- Albany 11/08/2012 by DANNY HAKIM (NY Times)
Gov. Andrew M. Cuomo has dismissed his chief of emergency management after learning that he deployed government workers to clear a tree at his Long Island home during Hurricane Sandy, an administration official said Wednesday.
The aide, Steven Kuhr, was the director of the State Office of Emergency Management. The office coordinates the state response to disasters and is New York’s counterpart to the Federal Emergency Management Agency.
Mr. Kuhr was appointed little more than a year ago; he had run an emergency management consulting firm called the Strategic Emergency Group. Before that, he spent two decades working for New York City in a variety of jobs, including deputy director for operations and planning for the Office of Emergency Management and a chief and division captain of E.M.S. special operations at the Fire Department.
Mr. Kuhr could not immediately be reached for comment on Wednesday, and a call to his wife, Terri, who was also a partner at Strategic Emergency Group, was not returned.
During the storm, Mr. Kuhr, who lives in Suffolk County, was working in Albany. At a time when work crews were in high demand, he is believed to have told the Suffolk County Office of Emergency Management to clear a tree from his driveway, an administration official said, speaking on the condition of anonymity because the dismissal had not yet been made public.
Mr. Cuomo, a Democrat, recently found out what had happened and dismissed Mr. Kuhr, who earned $153,000 a year, according to state records compiled by the Empire Center for New York State Policy.
State Senator Martin Golden, a Brooklyn Republican whose district includes areas like Gerritsen Beach, which has about 2,000 residents still without power, said the action ascribed to Mr. Kuhr was “definitely an abuse of power.”
“I’ve got people sitting in their homes with two inches of snow outside, they have no electricity, no hot water, they’re sitting in their homes and freezing to death,” Mr. Golden said.
“This guy’s only worried about his own home? It’s sad. The governor made the right call.”
Mr. Cuomo has expressed increasing frustration that so many New Yorkers are still without power — about 240,000, according to the latest report from the federal Energy Department — and has repeatedly threatened the public utilities that have been scrambling to restore service, even warning that they could lose their operating certificates.
The numbers are down from the more than two million New Yorkers who were without power immediately after the storm, but that has been little comfort to people, many of them on Long Island and in Westchester County, who are still in the dark as temperatures drop, the governor has acknowledged.
“Power continues to be a struggle,” Mr. Cuomo said Tuesday. “Until every family has their power back, we’re going to continue to work 24 hours a day, 7 days a week, to make that happen.”

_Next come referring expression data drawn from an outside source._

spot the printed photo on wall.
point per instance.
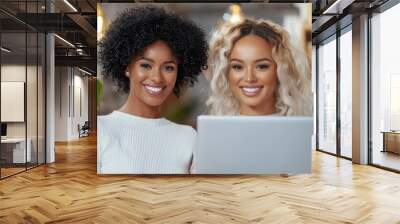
(196, 88)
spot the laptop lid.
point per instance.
(253, 145)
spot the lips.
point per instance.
(154, 90)
(251, 90)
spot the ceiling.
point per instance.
(76, 25)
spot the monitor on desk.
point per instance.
(3, 130)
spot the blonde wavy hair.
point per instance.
(293, 94)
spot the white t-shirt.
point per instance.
(128, 144)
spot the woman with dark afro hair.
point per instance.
(149, 53)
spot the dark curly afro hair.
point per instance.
(137, 28)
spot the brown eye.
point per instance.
(145, 66)
(262, 67)
(237, 67)
(169, 68)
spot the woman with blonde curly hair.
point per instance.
(256, 71)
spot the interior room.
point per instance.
(52, 91)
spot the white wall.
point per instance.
(70, 83)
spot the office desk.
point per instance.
(391, 141)
(13, 150)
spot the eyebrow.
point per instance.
(151, 60)
(261, 59)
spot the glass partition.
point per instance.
(327, 95)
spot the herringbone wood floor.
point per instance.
(70, 191)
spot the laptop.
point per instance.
(253, 145)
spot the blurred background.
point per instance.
(294, 17)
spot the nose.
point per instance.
(249, 75)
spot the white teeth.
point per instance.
(251, 89)
(154, 89)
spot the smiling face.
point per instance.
(153, 75)
(252, 75)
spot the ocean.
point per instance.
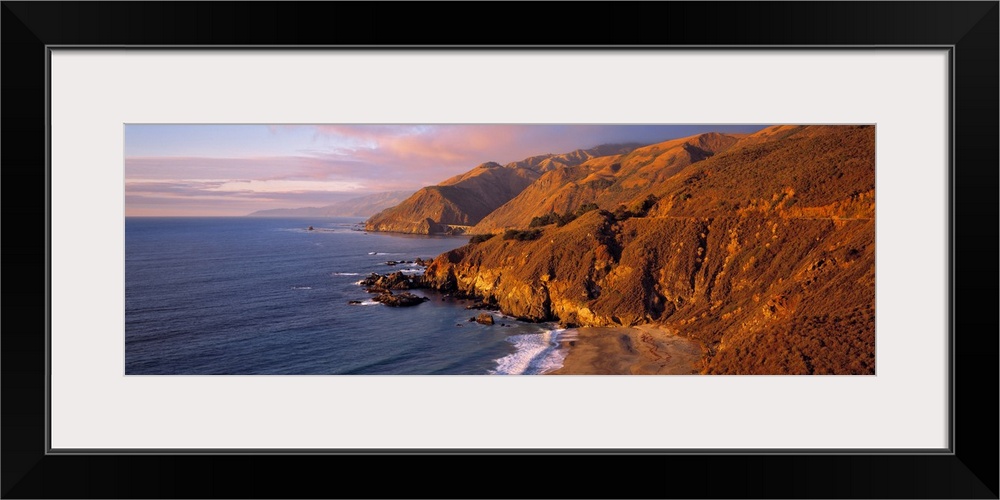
(246, 296)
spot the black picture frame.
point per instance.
(970, 29)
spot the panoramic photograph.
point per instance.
(404, 249)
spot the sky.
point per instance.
(233, 170)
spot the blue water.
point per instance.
(267, 296)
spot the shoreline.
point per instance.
(637, 350)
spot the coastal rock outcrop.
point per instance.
(764, 252)
(404, 299)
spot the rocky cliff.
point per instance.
(763, 249)
(462, 201)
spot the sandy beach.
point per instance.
(641, 350)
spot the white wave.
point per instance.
(534, 354)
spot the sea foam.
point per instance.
(534, 354)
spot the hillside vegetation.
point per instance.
(760, 247)
(462, 201)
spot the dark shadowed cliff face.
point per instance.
(764, 252)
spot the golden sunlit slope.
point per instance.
(608, 181)
(465, 199)
(765, 253)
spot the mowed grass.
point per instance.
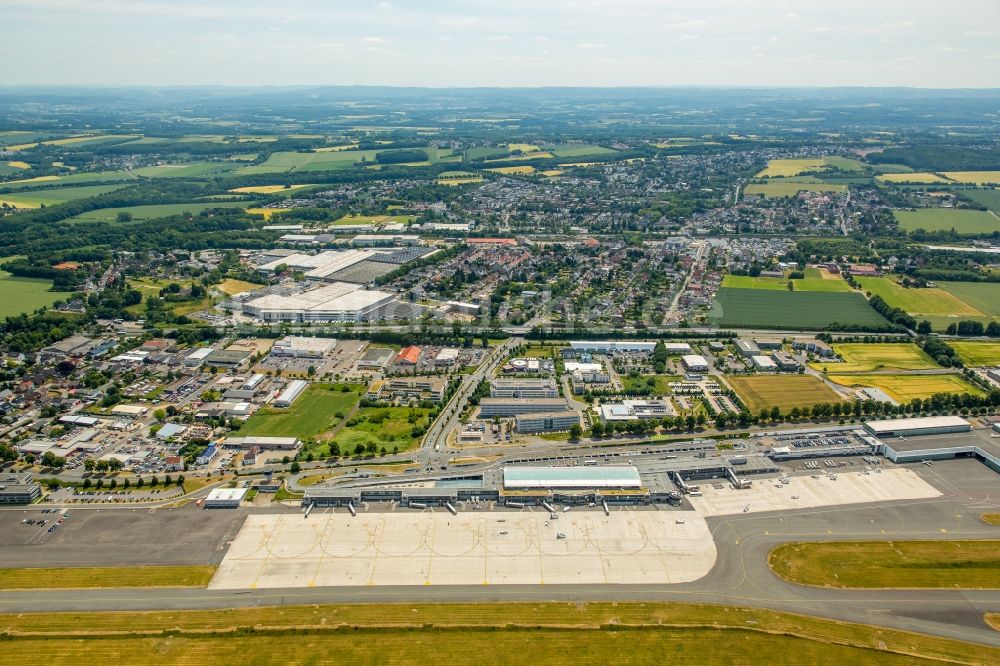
(154, 211)
(905, 388)
(56, 195)
(105, 577)
(861, 357)
(791, 309)
(791, 189)
(782, 391)
(897, 564)
(977, 353)
(945, 219)
(24, 295)
(314, 412)
(611, 633)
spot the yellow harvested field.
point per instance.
(513, 170)
(268, 189)
(977, 177)
(266, 212)
(917, 177)
(791, 167)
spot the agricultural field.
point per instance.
(791, 189)
(988, 198)
(974, 177)
(862, 357)
(791, 309)
(977, 353)
(57, 195)
(782, 391)
(922, 178)
(313, 413)
(443, 633)
(935, 304)
(391, 428)
(945, 219)
(895, 564)
(24, 295)
(905, 388)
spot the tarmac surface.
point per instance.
(740, 575)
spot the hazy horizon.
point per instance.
(451, 44)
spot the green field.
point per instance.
(420, 633)
(791, 309)
(389, 427)
(945, 219)
(105, 577)
(154, 211)
(896, 564)
(782, 391)
(935, 304)
(791, 189)
(24, 295)
(57, 195)
(808, 283)
(977, 353)
(905, 388)
(861, 357)
(313, 413)
(988, 198)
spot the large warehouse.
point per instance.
(583, 478)
(925, 425)
(337, 301)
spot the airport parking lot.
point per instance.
(495, 548)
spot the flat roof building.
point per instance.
(924, 425)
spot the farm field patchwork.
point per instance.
(878, 564)
(976, 353)
(791, 189)
(791, 309)
(862, 357)
(22, 295)
(944, 219)
(782, 391)
(57, 195)
(905, 388)
(314, 412)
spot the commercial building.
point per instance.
(523, 388)
(612, 346)
(291, 392)
(631, 410)
(695, 363)
(18, 488)
(512, 406)
(924, 425)
(337, 301)
(296, 346)
(547, 421)
(225, 498)
(582, 478)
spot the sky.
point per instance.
(446, 43)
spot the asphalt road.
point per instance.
(740, 576)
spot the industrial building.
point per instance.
(547, 421)
(225, 498)
(18, 488)
(337, 301)
(291, 392)
(523, 388)
(612, 346)
(695, 363)
(924, 425)
(297, 346)
(513, 406)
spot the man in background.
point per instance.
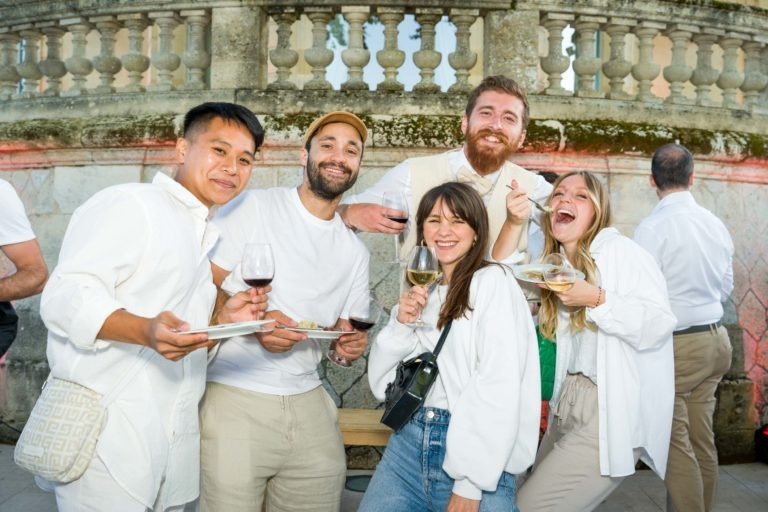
(695, 253)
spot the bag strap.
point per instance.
(144, 354)
(443, 335)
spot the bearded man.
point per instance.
(494, 127)
(269, 431)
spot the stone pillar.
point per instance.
(283, 57)
(239, 47)
(135, 61)
(355, 57)
(52, 67)
(427, 59)
(555, 63)
(617, 68)
(510, 43)
(704, 76)
(645, 71)
(196, 58)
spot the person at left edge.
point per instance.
(133, 271)
(270, 431)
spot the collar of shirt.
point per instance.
(683, 197)
(181, 194)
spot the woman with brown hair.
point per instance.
(479, 423)
(614, 387)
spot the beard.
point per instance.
(486, 160)
(322, 186)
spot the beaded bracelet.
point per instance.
(599, 296)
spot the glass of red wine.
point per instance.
(258, 265)
(362, 319)
(396, 200)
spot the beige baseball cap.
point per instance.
(337, 117)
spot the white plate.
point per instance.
(318, 334)
(522, 272)
(216, 332)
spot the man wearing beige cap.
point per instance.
(269, 430)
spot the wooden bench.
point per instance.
(363, 427)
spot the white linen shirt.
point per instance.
(143, 248)
(14, 225)
(321, 273)
(635, 367)
(488, 379)
(695, 253)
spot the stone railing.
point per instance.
(639, 56)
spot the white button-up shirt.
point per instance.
(143, 248)
(695, 253)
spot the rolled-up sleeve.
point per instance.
(101, 248)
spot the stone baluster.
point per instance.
(555, 63)
(165, 60)
(427, 59)
(754, 78)
(678, 72)
(319, 56)
(705, 75)
(730, 78)
(587, 64)
(78, 65)
(27, 68)
(106, 63)
(645, 71)
(135, 61)
(52, 67)
(9, 77)
(463, 59)
(283, 56)
(196, 59)
(390, 57)
(355, 57)
(617, 68)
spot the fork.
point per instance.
(545, 209)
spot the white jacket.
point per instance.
(635, 360)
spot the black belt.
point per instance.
(699, 328)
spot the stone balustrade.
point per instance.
(636, 53)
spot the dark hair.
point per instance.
(465, 203)
(199, 117)
(502, 84)
(672, 166)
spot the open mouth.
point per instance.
(564, 217)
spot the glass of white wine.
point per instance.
(558, 273)
(422, 270)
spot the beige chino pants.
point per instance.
(701, 360)
(282, 452)
(566, 475)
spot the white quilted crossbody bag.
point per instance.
(59, 439)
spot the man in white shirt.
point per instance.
(493, 125)
(270, 433)
(695, 253)
(133, 272)
(18, 243)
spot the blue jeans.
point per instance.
(410, 476)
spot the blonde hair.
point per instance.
(581, 260)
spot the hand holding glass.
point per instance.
(396, 200)
(422, 270)
(362, 320)
(559, 275)
(258, 265)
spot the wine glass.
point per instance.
(258, 265)
(396, 200)
(362, 319)
(422, 270)
(558, 273)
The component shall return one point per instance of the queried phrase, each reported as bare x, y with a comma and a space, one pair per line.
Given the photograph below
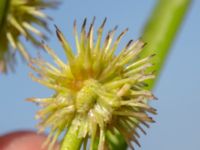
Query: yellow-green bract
22, 18
97, 90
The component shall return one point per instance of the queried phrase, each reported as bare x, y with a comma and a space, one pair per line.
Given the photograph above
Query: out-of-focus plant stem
160, 31
159, 34
3, 11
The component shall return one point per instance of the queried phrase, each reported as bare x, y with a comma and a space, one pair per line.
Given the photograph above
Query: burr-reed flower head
97, 91
21, 18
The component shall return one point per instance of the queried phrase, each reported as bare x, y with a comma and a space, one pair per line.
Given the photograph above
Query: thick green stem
159, 33
71, 140
3, 11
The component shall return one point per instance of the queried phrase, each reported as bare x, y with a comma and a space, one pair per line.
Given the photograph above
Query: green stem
3, 11
159, 33
71, 140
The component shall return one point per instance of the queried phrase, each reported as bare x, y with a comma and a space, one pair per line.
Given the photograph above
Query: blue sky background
178, 119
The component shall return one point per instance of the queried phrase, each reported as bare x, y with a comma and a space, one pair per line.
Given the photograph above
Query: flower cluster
97, 91
22, 18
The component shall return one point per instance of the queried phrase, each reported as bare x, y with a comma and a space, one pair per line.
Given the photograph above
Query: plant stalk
161, 30
159, 34
3, 11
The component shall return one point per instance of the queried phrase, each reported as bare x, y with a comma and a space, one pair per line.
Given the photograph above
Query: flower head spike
21, 18
97, 91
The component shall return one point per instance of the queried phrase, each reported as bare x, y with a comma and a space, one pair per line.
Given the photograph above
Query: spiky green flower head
96, 91
21, 18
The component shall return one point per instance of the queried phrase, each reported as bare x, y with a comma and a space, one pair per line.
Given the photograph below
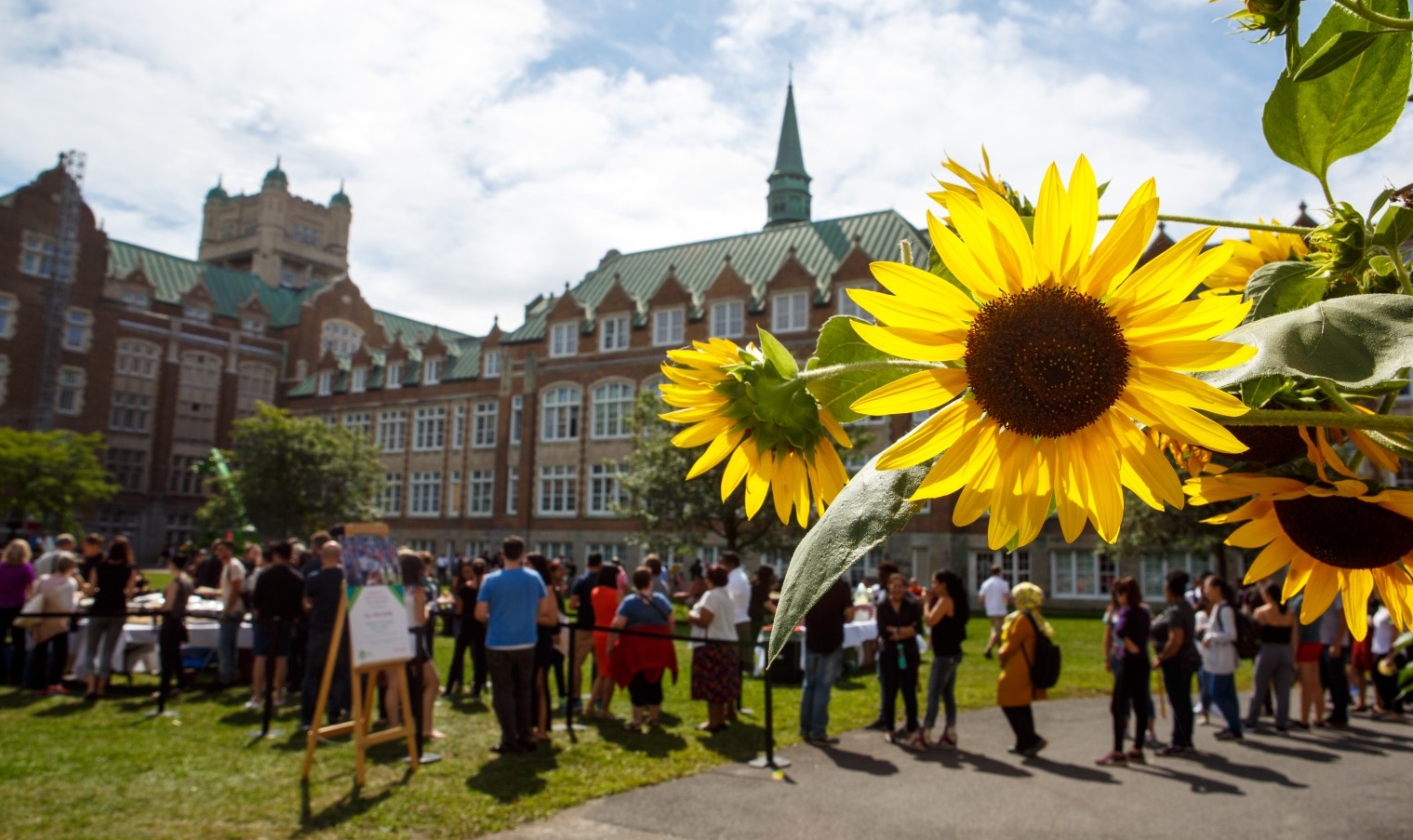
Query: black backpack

Mr. Cuomo has been unusually visible during the periods before, during and after the storm, and he has repeatedly talked about the efforts the state is making to help hard-hit communities.
The firing is particularly unusual because it comes in the middle of the crisis, when parts of the state are still reeling from hurricane damage and some communities are experiencing further damage from a northeaster that arrived in the region on Wednesday.
Mr. Kuhr, however, was not the senior aide leading the recovery efforts. That role is being filled by Howard Glaser, the state’s operations director and one of Mr. Cuomo’s most trusted aides, who has frequently appeared by his side in news conferences.
Mr. Kuhr, who lives in East Northport, was profiled along with his partners in a brief Newsday article last year. It said Strategic Emergency Group had advised the New York Yankees on an emergency plan for their new stadium.